September has come and gone very quickly with harvest eventually being mopped up. The less said about the cropping season 2019/20 the better.

However, there are some potentially important lessons. I do believe we have to get used to being challenged by extremes of weather. We need to do all we can within our own systems to give ourselves the resilience needed to deal with heavy rain or a lack of it. Variable was the word at harvest, with everything between 2.5t/ha to 12.5t/ha, sometimes within the same field. The climate is only exaggerating the issue under the surface, which is our depleting soil health. Farms and fields with a decent history of organic manures coped to a better extent than those without.

Over-cultivation in autumn 2019 followed by significant winter rainfall left us with capped, tight and rootless crops in a drought which had little chance of fulfilling any potential. Cover crops may not be the complete solution but I am very interested to see how trials develop locally and particularly how they affect the following spring crop. Catch crops do not particularly have time to fit in with us here in North Yorkshire as winter can close in quickly, but I am sure having a cover crop in over winter brings big benefits to the soil and the following spring crop.

Onwards to a new cropping year, and the drills are flying. Not a bad thing in situations with no or little grassweed issue but we do have to be very careful with black-grass and ryegrass infestations which have flushed quickly after a September rain. Safest advice is to leave the worst until last. October drilled untreated wheat produces fewer grassweed heads per square metre than fully treated September sown crop on the same ground.

Although I understand the big push with drilling this year, we could be creating ourselves more trouble in the long term.

I have tried both aclonifen and metribuzin in herbicide mixes this autumn. With aclonifen, it feels as if we are only standing still from expected levels of control from the flurtamone days. I am hopeful that the metribuzin aids control of some tricky broad-leaved weeds, especially mayweeds, groundsel and cranesbill.

And let’s not forget the barley yellows dwarf virus threat – we are using climate forecasting tools to give best advice on treatment timings and then trying to work with actives with the better credentials on beneficial insects.

Relative to previous years, winter OSR seems to have been a less stressful ordeal.

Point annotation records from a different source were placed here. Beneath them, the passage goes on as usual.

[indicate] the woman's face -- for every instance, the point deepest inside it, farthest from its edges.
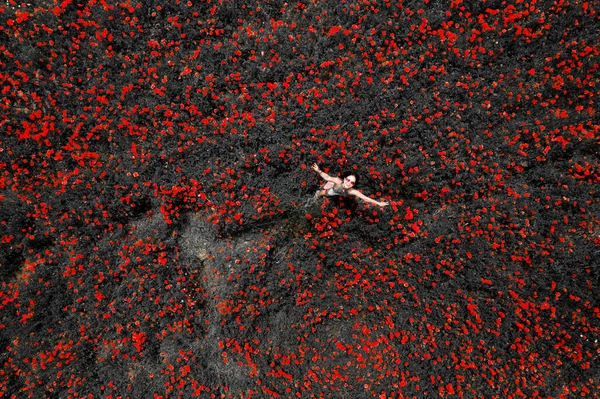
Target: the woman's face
(349, 181)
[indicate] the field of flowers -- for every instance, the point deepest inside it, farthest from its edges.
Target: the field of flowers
(155, 169)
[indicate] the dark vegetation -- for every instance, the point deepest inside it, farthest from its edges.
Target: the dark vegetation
(155, 162)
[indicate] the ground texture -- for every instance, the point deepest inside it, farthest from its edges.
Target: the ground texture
(157, 238)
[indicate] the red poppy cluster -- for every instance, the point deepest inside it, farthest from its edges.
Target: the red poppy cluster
(155, 173)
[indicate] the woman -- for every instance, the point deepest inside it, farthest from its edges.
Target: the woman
(336, 186)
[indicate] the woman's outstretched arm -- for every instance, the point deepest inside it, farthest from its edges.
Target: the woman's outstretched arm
(325, 176)
(363, 197)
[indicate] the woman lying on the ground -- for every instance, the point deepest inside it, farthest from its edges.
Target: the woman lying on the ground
(336, 186)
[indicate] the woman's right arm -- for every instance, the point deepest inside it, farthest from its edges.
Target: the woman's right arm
(325, 176)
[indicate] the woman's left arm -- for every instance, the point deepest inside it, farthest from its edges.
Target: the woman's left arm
(363, 197)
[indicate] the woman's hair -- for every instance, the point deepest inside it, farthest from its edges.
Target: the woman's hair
(346, 174)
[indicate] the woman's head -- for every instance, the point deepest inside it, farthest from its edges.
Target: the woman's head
(349, 182)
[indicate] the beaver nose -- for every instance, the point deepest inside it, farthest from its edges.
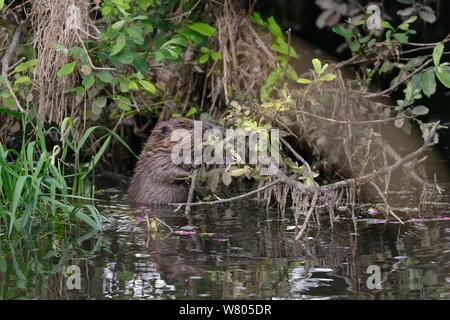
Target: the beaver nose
(210, 126)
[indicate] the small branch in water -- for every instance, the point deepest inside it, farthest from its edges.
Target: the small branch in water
(228, 199)
(352, 122)
(187, 209)
(308, 215)
(386, 203)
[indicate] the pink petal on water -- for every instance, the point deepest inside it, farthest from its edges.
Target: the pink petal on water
(417, 220)
(184, 232)
(376, 221)
(139, 218)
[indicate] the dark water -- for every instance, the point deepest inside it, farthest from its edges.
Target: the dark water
(234, 251)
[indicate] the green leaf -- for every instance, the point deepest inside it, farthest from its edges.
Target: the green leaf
(437, 53)
(88, 81)
(401, 37)
(274, 28)
(420, 110)
(428, 82)
(215, 55)
(193, 110)
(303, 80)
(203, 28)
(203, 58)
(120, 44)
(317, 65)
(105, 76)
(444, 76)
(327, 77)
(66, 69)
(118, 25)
(99, 102)
(147, 85)
(354, 46)
(124, 103)
(136, 35)
(386, 25)
(132, 85)
(342, 31)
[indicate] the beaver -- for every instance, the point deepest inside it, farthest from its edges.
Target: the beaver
(157, 179)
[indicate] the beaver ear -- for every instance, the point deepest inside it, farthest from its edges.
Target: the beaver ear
(163, 130)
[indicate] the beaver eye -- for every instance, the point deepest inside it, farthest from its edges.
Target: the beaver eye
(164, 131)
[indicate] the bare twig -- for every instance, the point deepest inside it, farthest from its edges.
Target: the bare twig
(386, 203)
(187, 209)
(388, 90)
(308, 215)
(352, 122)
(228, 199)
(299, 157)
(5, 65)
(429, 141)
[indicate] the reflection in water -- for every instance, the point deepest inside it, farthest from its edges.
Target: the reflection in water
(236, 252)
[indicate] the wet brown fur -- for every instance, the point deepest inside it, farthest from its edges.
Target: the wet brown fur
(156, 179)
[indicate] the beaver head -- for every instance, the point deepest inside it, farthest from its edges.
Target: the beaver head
(157, 178)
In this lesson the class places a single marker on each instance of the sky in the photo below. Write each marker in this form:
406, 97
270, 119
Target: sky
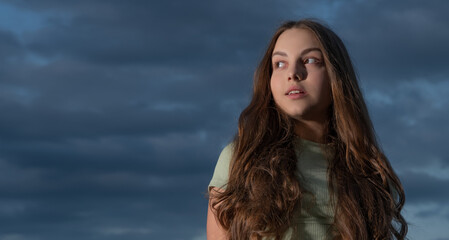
114, 112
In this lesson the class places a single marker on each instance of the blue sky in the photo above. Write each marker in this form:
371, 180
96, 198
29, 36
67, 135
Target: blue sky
114, 112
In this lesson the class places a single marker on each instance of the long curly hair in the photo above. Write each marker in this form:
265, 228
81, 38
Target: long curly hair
263, 191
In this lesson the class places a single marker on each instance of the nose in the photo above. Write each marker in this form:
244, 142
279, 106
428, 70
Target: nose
297, 73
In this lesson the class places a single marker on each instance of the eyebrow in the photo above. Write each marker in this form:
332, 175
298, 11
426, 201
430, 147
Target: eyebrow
305, 51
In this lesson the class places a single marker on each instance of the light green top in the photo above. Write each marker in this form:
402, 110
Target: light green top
316, 215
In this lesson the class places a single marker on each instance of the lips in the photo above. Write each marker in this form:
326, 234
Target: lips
295, 90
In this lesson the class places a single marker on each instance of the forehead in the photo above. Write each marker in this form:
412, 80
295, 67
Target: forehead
295, 40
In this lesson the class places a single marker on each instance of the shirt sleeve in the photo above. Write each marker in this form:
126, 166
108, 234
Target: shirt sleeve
221, 172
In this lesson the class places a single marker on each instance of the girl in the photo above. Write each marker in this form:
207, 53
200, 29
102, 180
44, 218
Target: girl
305, 163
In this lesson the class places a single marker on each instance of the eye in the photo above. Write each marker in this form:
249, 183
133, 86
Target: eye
311, 61
279, 64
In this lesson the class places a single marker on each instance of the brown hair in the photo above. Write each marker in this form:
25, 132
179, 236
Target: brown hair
263, 190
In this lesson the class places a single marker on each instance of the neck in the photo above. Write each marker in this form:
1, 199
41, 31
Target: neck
311, 130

However, I do wonder if the lack of surviving OSR crops has led to a decrease in cabbage stem flea beetle to migrate into crops. We’ve got some big crops up and away, those drilled into moisture post-winter barley are well established and look like they could benefit from a flock of sheep, let alone some PGR when we consider autumn fungicide. There are a few later crops sown after wheat and spring barley which will need a bit of luck to survive the onslaught of the pigeons.

Generally, the beetle has been manageable. One well-timed spray has done the trick so I am hopeful of some good potential crops pre-winter.

Nearly every crop of potatoes has been killed with the exception of a few Pentland Dells. It has taken some doing with the biggest learning being that quality of application, conditions at timing of application and after application make the impact on the performance of carfentrazone-ethyl & pyraflufen-ethyl. Flailing has been tricky in the August rains, although most crops where well into senescence given a relatively early planting season. Should we get into a later year with similar August rainfall we could have a real issue on our hands as taking down leafy crops with our current armoury will be challenging at best!